The Charles W. Brown Planetarium at Ball State University is joining the fight against COVID-19 as its computers are being used as part of a global supercomputer to help researchers better understand the coronavirus.
Typically, planetarium staff would be presenting programs to thousands of visiting school kids and members of the public, but with the recent COVID-19 pandemic, the dome is empty and the computers are idle.
“This is an important use of our planetarium at a time when the medical community across the globe is seeking answers to address COVID-19,” said Dayna Thompson, planetarium director. “The planetarium community has really come together during this time to help each other continue their efforts to do science outreach and research.”
Brown Planetarium’s computers are now running BOINC’s Rosetta@home. Rosetta@home is a computing project for protein structure prediction on the Berkeley Open Infrastructure for Network Computing platform, run by the Baker Laboratory at the University of Washington.
By running this program, computers around the globe can help form a virtual supercomputer that helps scientists understand the coronavirus. Rosetta@home is trying to determine the 3D shapes of proteins – the “molecular machines and building blocks of life,” BOINC’s website says.

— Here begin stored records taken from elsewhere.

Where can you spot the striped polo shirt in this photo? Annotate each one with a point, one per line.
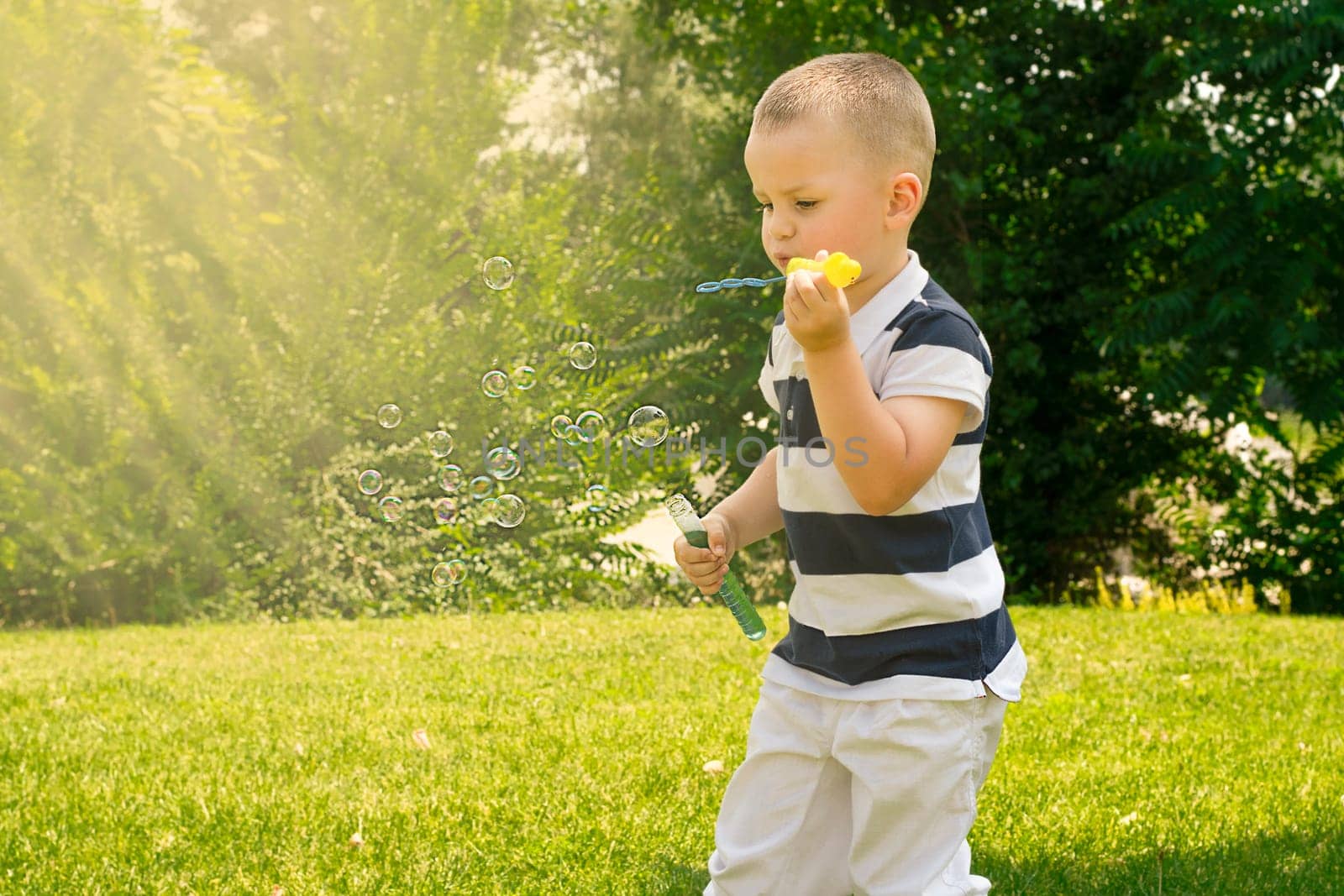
(911, 604)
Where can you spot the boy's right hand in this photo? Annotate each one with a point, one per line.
(706, 567)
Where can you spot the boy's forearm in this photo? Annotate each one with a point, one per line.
(753, 511)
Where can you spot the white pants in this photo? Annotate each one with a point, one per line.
(840, 797)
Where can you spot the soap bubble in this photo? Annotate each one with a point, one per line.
(440, 443)
(508, 511)
(449, 574)
(497, 271)
(370, 481)
(390, 508)
(591, 425)
(481, 486)
(495, 383)
(503, 464)
(559, 423)
(450, 479)
(582, 355)
(445, 511)
(648, 426)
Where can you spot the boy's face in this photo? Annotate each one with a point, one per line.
(819, 190)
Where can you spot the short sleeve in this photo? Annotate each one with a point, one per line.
(942, 355)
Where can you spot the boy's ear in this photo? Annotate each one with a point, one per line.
(904, 196)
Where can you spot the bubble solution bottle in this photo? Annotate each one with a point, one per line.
(732, 591)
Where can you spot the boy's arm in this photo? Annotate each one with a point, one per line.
(753, 511)
(900, 443)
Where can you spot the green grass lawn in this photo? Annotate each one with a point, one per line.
(1152, 752)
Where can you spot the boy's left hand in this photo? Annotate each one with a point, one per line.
(816, 313)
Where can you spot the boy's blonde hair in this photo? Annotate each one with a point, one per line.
(873, 94)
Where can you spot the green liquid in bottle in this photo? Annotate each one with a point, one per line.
(732, 591)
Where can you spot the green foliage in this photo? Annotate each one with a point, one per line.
(219, 262)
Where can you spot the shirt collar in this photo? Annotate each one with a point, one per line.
(889, 301)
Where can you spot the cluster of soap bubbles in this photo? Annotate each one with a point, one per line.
(648, 427)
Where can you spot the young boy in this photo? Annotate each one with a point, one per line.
(880, 710)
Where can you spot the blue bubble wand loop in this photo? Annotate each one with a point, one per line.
(839, 269)
(732, 282)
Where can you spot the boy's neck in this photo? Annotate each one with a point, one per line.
(862, 293)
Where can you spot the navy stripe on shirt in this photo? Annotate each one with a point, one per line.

“By understanding the structure of the proteins that are important to the disease, researchers can then help combat it,” Thompson said.
“I reached out to our vendor with the idea and just two days later, the program was up and running,” said Thompson, who learned about the Rosetta@home project from the planetarium community. “Our planetarium is now running the program on nine high-end computers and plans to volunteer more planetarium computers to these efforts soon.”
She noted that other planetariums have been contributing to these efforts, and more planetariums are planning to get their systems set up to help.
Many other individuals are sewing masks and creating other materials to help protect the people in their communities from COVID-19. Brown Planetarium staff member Rachel Williamson is working on her own time to sew masks to help protect friends, family members, and others.